Why does the NHS want to do this?
Some of the reasons are explained in the leaflet and you can get more information from the official website. Some people (including a lot of medical research charities) argue the formation of this databank is a good thing because it will aid NHS planning, auditing and research into health needs.

What's the objection?
The main objection is that it is a betrayal of the confidentiality which patients expect from their doctors, using information which has in the past been given confidentially but will now be much more widely accessible without full anonymisation. See for example Medical Confidentiality and Why I have opted out. For an informed discussion of the dilemma see the Dianthus medical blog.

What will the data be used for?
The Health Care Information System explains its data use and linkage system here. This is where it gives examples of how data is used and who by (including the private sector), and outlines some of the protections. The NHS has promised that the data cannot be used for the purposes of assessing insurance.

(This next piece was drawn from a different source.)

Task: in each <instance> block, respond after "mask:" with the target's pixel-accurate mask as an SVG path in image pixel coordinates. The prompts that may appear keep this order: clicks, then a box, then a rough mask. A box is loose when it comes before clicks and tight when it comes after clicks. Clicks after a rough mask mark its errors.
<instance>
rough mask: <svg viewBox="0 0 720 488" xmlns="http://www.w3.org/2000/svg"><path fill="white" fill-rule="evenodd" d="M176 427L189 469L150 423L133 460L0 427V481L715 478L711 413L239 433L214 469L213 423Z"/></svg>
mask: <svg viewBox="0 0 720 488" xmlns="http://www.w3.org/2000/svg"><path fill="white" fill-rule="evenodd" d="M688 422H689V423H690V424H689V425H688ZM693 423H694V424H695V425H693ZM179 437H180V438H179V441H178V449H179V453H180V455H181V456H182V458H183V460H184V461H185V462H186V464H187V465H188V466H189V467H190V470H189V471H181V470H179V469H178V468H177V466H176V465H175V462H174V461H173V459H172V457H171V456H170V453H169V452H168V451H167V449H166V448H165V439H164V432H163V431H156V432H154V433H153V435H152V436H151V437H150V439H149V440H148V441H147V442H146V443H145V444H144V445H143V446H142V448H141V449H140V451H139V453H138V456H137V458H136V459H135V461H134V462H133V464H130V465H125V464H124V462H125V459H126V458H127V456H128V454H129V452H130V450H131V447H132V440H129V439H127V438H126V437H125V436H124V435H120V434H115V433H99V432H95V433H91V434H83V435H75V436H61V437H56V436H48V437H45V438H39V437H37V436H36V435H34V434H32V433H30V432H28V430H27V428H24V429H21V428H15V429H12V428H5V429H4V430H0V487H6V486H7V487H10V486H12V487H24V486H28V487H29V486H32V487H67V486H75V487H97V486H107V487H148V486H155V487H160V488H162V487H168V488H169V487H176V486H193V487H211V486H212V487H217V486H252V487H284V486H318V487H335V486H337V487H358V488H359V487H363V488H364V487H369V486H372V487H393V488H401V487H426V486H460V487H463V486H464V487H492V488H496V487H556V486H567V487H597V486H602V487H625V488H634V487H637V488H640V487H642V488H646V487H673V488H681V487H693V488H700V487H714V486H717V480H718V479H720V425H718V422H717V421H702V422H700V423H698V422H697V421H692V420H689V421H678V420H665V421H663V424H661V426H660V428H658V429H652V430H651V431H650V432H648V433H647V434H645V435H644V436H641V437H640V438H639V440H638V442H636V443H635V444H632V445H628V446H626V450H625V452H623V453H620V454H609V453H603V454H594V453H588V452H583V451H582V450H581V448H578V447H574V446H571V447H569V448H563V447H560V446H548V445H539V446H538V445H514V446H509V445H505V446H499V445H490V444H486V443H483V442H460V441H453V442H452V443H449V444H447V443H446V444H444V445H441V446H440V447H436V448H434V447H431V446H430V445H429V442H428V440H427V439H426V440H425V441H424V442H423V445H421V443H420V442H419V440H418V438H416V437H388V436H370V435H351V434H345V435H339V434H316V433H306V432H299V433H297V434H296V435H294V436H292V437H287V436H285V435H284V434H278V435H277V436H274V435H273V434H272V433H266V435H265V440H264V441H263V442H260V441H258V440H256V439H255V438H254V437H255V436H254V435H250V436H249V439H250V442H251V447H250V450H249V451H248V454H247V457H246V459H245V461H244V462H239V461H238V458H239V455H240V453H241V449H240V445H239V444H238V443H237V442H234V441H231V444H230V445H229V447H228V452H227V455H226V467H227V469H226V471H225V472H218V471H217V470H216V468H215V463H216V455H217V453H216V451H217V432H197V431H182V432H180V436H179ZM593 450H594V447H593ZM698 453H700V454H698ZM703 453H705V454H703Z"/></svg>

How has the NHS handled the proposal?
The NHS has done a pretty poor job and has basically hoped that people would consent by default. WE have to opt out, not to opt in. There has been little or no attempt to engage patient organisations that we are aware of. First of all it tried to put all the burden of informing public and patients onto GPs (as if they were not busy enough already) even threatening them with prosecution if they failed to do so. Then it finally agreed to the national leaflet. And all along it has basically tried to use the formula 'We are your beloved NHS, Trust Us', without realising that what the government has done to the NHS renders it anything but trustworthy.

What should I do?
Well you could have objections in principle - either about the wider dissemination of your data itself or about it being passed in some form or another through myriad hands, including those seeking to profit from involvement with health care. Or you might feel that your data could be used against you in some way. Or you might just feel more insecure about talking to your GP at all. You might want to take a general stance against the creeping data-richness of the state. If so Opt Out before March. Probably the only way to move towards fuller anonymisation will be if sufficient people opt out and this is the action recommended by Keep Our NHS Public (see their leaflet and briefing paper.

On the other hand you could feel that all these risks are pretty hypothetical/negligible, or that you don't have anything to hide, or that having a wider pool of medical histories will be of public benefit in terms of developing treatments and that it in the long run this will help the NHS to plan its facilities more effectively. (One argument in favour of the data centralisation is that it will help improve clinical performance, whereas there is little or no available information about clinical performance in relation to sexual health because confidentiality is much tighter.)

How do I opt out?
To get an opt out form, contact your GP, look on their website or use a form designed by Dr Neil Bhatia who has an informative website There is also a slightly briefer version.

Please note that there are apparently 2 levels of opt out each with a code. These are mentioned in the letter section of the form.

9Nu4 is an opt out which is a dissent from any disclosure of personal confidential information.

9Nu0 is the complete opt out from having your data passed on.

You might decide only to opt out from having your identifiable personal records passed on, and if so, ask for code 9Nu4 to be entered in your records. If you want to opt out completely then ask for both codes to be included as it says on the form.

If you go to your practice to opt out, make sure that you don't get given a form for opting out of the Summary Care Record which gives details of prescriptions, allergies etc. This will have no effect. On the other hand, if you opt out of care data centralisation now, you can always opt in at a later date. The uploading will be a continuous process, probably on a monthly basis. If you decide to opt out only at a later stage, future data won't be uploaded but the initial uploads will remain on the system.